I didn’t say anything
When I was nine, my mother combed my long dark locks into a side part and clipped them with a single metal barrette for picture day. I wore a turtleneck with a tiny red whale print and a matching red sweater.
I carpooled with neighbors to a private all-girls Catholic school two towns away. The girls in the backseat with me passed slices of orange over my head and squeezed them into my hair, seeds and all.
I didn’t say anything.
When I was eleven, I transferred to public school where I was blissfully ignored.
At fourteen, one of the girls from the snotty private school transferred into my public school. Within a month, a clan of girls like her – rich, covered in inches of makeup, gloriously stupid and brilliantly mean – were following me through halls slinging insults. I didn’t know them.
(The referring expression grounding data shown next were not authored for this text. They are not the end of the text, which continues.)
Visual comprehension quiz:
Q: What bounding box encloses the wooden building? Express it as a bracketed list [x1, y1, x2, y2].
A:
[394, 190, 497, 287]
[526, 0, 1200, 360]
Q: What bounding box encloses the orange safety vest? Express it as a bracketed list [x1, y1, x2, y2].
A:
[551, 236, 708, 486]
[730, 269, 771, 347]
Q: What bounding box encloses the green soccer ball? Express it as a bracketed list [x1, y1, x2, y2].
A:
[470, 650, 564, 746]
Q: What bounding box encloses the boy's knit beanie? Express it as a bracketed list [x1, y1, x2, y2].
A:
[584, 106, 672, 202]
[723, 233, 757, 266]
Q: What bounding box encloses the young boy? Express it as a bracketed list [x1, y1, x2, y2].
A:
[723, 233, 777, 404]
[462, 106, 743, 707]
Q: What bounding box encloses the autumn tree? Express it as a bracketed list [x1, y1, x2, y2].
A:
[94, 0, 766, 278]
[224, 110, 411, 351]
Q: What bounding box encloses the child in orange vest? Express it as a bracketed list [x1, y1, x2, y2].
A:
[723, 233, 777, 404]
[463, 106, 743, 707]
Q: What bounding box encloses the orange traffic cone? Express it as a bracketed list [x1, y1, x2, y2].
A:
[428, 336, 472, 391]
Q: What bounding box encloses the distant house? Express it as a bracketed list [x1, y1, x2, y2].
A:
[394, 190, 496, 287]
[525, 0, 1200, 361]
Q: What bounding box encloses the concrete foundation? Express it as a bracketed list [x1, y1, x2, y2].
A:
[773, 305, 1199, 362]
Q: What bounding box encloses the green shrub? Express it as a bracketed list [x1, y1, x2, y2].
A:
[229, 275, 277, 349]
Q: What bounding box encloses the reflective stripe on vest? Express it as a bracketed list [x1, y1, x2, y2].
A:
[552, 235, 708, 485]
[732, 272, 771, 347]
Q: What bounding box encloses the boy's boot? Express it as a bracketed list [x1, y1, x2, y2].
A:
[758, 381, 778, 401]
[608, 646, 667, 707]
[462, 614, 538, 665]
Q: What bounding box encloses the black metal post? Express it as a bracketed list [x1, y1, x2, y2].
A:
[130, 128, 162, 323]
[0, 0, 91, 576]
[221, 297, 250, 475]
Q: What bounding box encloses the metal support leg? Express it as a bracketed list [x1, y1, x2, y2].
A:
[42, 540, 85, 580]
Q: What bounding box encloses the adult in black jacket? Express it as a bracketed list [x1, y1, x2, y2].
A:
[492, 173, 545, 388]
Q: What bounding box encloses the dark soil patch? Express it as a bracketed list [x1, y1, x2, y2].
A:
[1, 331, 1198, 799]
I definitely didn’t know what their problem was.
I didn’t say anything.
At fifteen, they chased me through the locker area and threw water on my head.
I didn’t say anything.
At sixteen, they shoved me into walls and threatened to beat me up. After school, they drove to my house and parked out front until late at night, yelling threats.
I didn’t say anything. And I never went outside.
Everyone knew what went on. Teachers, administrators and my friends. They didn’t say anything either.
I had one of the worst attendance records in school, despite earning some of the best grades.
It took me about 20 years to forgive myself for not fighting back.
I’m 41 years old. I may never forgive the bullies.
I am far from alone.
Seventy-seven percent of all students are bullied in some way. Of that 77 percent, 14 percent have a severe reaction to the abuse, according to recent statistics. Poor self-esteem, depression, anxiety about going to school, even suicidal thoughts.
About one in five students admit they are responsible for bullying their peers.
Almost half of all students fear harassment or bullying in the bathroom at school.
The most violent altercations between students are more likely to occur on school grounds than on the way to school.
One of the most unfortunate parts? In about 85 percent of bullying cases, no teacher or administrator intervenes to stop the bullying.
Sarah Cymbaluk of Fosston, Minnesota, is taking fire today because her 9-year-old daughter has been repeatedly bullied on the bus and the school has done nothing. So she posted a video on Facebook of her crying daughter, who says, “It makes me feel sad and scared, and I don’t like it.”
The video was viewed tens of thousands of times before being taken down by YouTube because it was a violation in their terms and conditions.
According to WDAZ-TV, who broke the story, Jon and Sarah Cymbaluk met with school officials repeatedly, to no avail.
Circa 1986, when I was in high school, that might have been the norm. But today, there is no excuse.
If you know someone who is being bullied or witness it yourself, you have an obligation to help. Not sure what to do?
Start here:
Kids’ help lines (with real people who want to help now):
“I want to feel like I’m wanted in the school and people like me,” the girl told Minnesota’s KHON channel 2. “You know what I want? I want it to never happen to another kid again.”
Me too. Me too.
For me, it was insults and nicknames, often because of my curly hair. I don’t know how many times I got off the school bus with gum in my hair. To this day, I don’t pass my cousins’ house without giving it the middle finger. It’s bad no matter what, but somehow it’s worse when done at the hands of your relatives and their minions.
Believe me, I get it.
I had a bully growing up and I took the taunts, torments and occasional pushing and shoving she dished out. She’s now in prison for attempted murder (saw that on the news a few years ago). Guess she didn’t learn her lesson.
I just stood up to a bully in my son’s classroom – meeting with the teacher, principal and board member to resolve the issue. My poor 10yo son would have stomach aches, headaches and didn’t want to use his karate skills to defend himself (“It will make it worse, mom.”). I’m *lucky* that the school listened to me and took action, I’m hopeful it’s resolved the issue. I truly hope more and more schools are becoming aware and action-oriented towards this kind of behavior.
Good for you for stepping up for you son. This is intolerable.
One of my boys was picked on at our house after school. I think I know how to send a message without being arrested. I called the state trooper and explained everything and made sure they were scared to dead. I got parents calls saying how sorry, etc. Our son started working out and as a freshman with a bulked out chest now scarred the hell out of him. No matter where I’m at, if I hear it I stop it.
What really makes me angry about stories like these, the single unifying factor I’ve found is that the people in authority always know, and never do anything. I don’t know how the world came to be this way, but if there’s any chance of ending this, people have got to take some damn responsibility.